Notebooks A-Go-Go

I’ve been using RMarkdown notebooks pretty much ever since they were introduced. Being able to weave in code chunks with output and full prose, plus being able to come back to a notebook and have all the output still visible without having to rerun chunks, was a no-brainer for me. It’s been so reflexive a format for me that when I see junior analysts with a html_document output type selection I assume it’s a typo and correct them on what must surely have been an error on there part. But perhaps my use of the format has been a bit too reflexive and has become dogmatic?

In the span of two short weeks I had two major uses of html_document pop up that took me by surprise. The first was in getting myself familiar with the codebase and workflows at my wonderful new dayjob. In reviewing existing workflow, I noticed a lot of html_document and was introduced to a pattern of saving graphics out for incorporating into reports. This tickled a memory and I went out and re-discovered Bob Rudis’ post on publishing documents out to Googledrive, a workflow very similar to what I was now doing as well. It turns out that Bob also uses the html_document format. I have mad respect for Bob, though I’ve never grokked his dislike of notebooks. (Will buy $BEVERAGES for a discussion on this at some point!).

Faced with two big uses of html_document specifically around a workflow I needed to support, I went back to basics and documented my requirements:

Mix long-form text with code (usually, but not always, R)
Be able to share a document with non R users for reviewing document outlines and research directions
Save out pre-publication quality graphics in both PDF and PNG format for sharing, insertion, and final tweaks in layout software
Review cached chunks in documents without having to re-run documents every time

Surprisingly, this doesn’t require my beloved html_notebook format. RStudio helpfully will insert the output of any evaluated code chunk inline into a document by default (though some change their configs to continue to dump to console). The notebook format itself is not required for this handy feature. What a notebook format does get you is a html (specifically a .nb.html) file that is auto-generated every time the source Rmd is saved. This is a big win for me over having to remember to knit documents all the time before committing to a repository.

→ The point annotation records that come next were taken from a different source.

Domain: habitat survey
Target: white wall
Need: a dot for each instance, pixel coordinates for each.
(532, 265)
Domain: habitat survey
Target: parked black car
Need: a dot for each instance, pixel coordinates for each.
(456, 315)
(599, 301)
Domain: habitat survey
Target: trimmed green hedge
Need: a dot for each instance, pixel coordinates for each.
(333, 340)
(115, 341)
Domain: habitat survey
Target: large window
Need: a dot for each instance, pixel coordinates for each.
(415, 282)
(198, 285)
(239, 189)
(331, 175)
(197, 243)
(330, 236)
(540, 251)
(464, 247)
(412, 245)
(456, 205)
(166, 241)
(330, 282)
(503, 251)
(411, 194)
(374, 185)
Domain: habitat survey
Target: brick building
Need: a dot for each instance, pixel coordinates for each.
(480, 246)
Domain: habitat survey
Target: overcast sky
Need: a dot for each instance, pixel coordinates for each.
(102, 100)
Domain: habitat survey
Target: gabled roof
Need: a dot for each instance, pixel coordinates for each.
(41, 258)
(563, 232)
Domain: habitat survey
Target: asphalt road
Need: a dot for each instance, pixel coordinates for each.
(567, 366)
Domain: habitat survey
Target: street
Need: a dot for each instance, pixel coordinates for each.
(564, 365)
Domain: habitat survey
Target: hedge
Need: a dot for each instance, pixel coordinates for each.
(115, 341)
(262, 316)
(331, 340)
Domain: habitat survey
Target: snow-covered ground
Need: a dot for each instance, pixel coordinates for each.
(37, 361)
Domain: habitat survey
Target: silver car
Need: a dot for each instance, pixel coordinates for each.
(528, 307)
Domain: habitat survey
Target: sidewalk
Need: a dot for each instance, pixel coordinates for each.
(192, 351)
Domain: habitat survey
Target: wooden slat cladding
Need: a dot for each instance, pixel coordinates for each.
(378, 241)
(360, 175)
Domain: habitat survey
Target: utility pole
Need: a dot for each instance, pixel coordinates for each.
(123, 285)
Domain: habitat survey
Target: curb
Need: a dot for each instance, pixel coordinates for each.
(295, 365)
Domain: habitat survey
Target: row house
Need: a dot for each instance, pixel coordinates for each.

Additionally, a .nb.html document is fully self-contained and can be opened on its own (without any of the other RStudio Project files), and the generating Rmd file will be auto-recreated. The Rmd will have the evaluated code chunks still displayed inline, just like the last state of the Rmd file. This part is super handy for picking up work that another analyst has been performing. I can just open the notebook file and see the graphs and dataframes of their output without having to do a lot of costly processing on my end. If you use html_document (or any other markdown flavor), RStudio has to cache the chunk output in your local .Rproj.user directory, which another user won’t have. This results in someone opening an html_document only markdown file and not having any of that nifty cached output.

There is one downside of notebooks for my workflow, and it’s a doozy. The nifty knitr and googledrive process that Bob outlines in his blog post requires that visuals are saved out to a stand alone directory, which are then uploaded to a Google Drive location. Only the html_document format can handle the fig.path option. This is by design as having images in a separate directory is directly against the fully self-contained goal of notebooks.

I’ve tried to look into various knitr hooks to recreate this self-contained and external-save approach and haven’t found an entirely satisfactory approach. I currently stick an additional output format of html_notebook on my templates. Even when the notebook format is not the default, RStudio will still generate the nb.html file. So I can have html_document as my default, work with the notebooks as my primary format, then knit to HTML when I’m ready to share graphics.

I don’t love this approach with it’s dependence on my remembering to knit on a regular basis, but my team has a small helper function to save graphics to an external directory that scratches part of my itch. I’d love to hear from others if there’s a more elegant approach!